Elle a rappelé que la littérature de jeunesse, sous ses différentes formes (albums, contes, bandes dessinées, romans), joue un rôle pédagogique majeur en facilitant l’apprentissage de la lecture et en développant les capacités d’analyse et d’esprit critique.
Elle a également salué les initiatives internationales, notamment celles de UNESCO et de ses partenaires, visant à soutenir la production de contenus éducatifs adaptés aux réalités africaines, y compris des ouvrages bilingues valorisant les langues locales.
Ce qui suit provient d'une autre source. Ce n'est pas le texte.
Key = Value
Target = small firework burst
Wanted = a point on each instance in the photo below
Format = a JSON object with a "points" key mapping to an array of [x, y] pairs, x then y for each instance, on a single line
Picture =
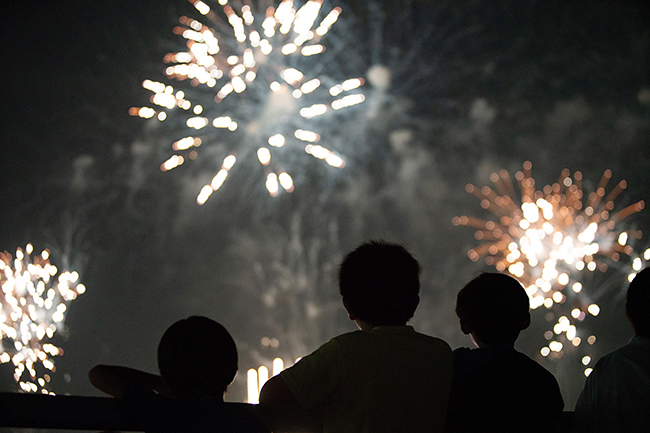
{"points": [[548, 237], [33, 302], [251, 86], [639, 262]]}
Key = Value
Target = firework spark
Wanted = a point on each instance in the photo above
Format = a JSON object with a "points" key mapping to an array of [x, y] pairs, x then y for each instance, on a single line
{"points": [[256, 67], [35, 296], [548, 237]]}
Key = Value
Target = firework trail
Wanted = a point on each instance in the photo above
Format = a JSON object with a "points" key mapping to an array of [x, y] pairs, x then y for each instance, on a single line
{"points": [[34, 299], [547, 238], [252, 71]]}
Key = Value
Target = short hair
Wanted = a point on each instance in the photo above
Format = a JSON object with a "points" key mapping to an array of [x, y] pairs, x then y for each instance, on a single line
{"points": [[495, 306], [380, 282], [197, 357], [638, 303]]}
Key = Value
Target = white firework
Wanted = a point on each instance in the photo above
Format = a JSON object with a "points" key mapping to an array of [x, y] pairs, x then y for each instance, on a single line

Le Cameroun à l’honneur : une coopération culturelle renforcée

Pays invité d’honneur de cette édition, le Cameroun a été représenté par la Haute commissaire Edith Félicie Noëlle Ondoua. Dans son intervention, elle a salué la qualité de l’organisation et l’importance de ce rendez-vous pour la promotion de la littérature africaine. Elle a mis en avant les liens historiques et culturels solides entre le Cameroun et le Gabon, ainsi que les efforts déployés par son pays pour structurer son industrie du livre. Elle a notamment évoqué la croissance significative du nombre de maisons d’édition et les réformes visant à soutenir les acteurs culturels. Pour la diplomate, ce Salon constitue une opportunité de renforcer les échanges entre professionnels du livre et de favoriser la circulation des œuvres africaines à l’échelle régionale.

Le maire de Libreville, Pierre Mathieu Obame Etoughe, a quant à lui insisté sur le rôle des collectivités locales dans la promotion de la lecture. Il a rappelé que la municipalité soutient des initiatives en faveur de la jeunesse à travers la mise en place de bibliothèques, de centres multimédias et d’espaces de formation. Pour lui, la lecture est un outil fondamental pour inculquer des valeurs citoyennes et sensibiliser aux enjeux contemporains, notamment environnementaux. « Apprendre à lire, c’est apprendre à vivre ensemble », a-t-il résumé, appelant à une mobilisation collective pour accompagner la jeunesse dans sa construction.

L’État mobilisé pour une réforme éducative ambitieuse

Clôturant la cérémonie d’ouverture du Salon, la ministre d’État en charge de l’Éducation nationale, Camélia Ntoutoume Leclercq, a réaffirmé la volonté des autorités de faire de la littérature de jeunesse un pilier du système éducatif gabonais. Elle a évoqué les réformes en cours, notamment la production de manuels scolaires conçus par des auteurs gabonais et inspirés des réalités locales, ainsi que leur mise à disposition gratuite pour les élèves. La ministre a également encouragé les jeunes à cultiver le goût de la lecture, soulignant son rôle dans le développement du langage, de la mémoire, de l’imagination et de l’esprit critique. « Vous êtes l’avenir du pays »,  a-t-elle déclaré, invitant les élèves à profiter pleinement de ce Salon. Au-delà de son caractère festif, cette deuxième édition du Salon du livre de jeunesse de Libreville s’impose comme un véritable cadre de réflexion sur l’avenir du continent africain.

À travers le thème « Lire le monde de demain », les différents intervenants ont rappelé que la lecture est un levier puissant de transformation sociale, culturelle et économique. Elle permet de former des citoyens éclairés, capables de comprendre les enjeux de leur époque et de contribuer activement au développement de leur pays.
Dans un contexte marqué par les défis de la mondialisation, de la transition écologique et des mutations technologiques, le livre apparaît plus que jamais comme un outil essentiel pour penser et construire l’avenir. Portée par l’engagement des acteurs publics et privés, ainsi que par la mobilisation de la jeunesse, cette initiative confirme la place grandissante du livre dans le paysage culturel gabonais. Elle ouvre également des perspectives prometteuses pour le développement d’une industrie éditoriale africaine forte, inclusive et tournée vers l’avenir.
En définitive, ce Salon envoie un message clair, celui de l’avenir de l’Afrique s’écrit aujourd’hui, et il se lit aussi dans les livres.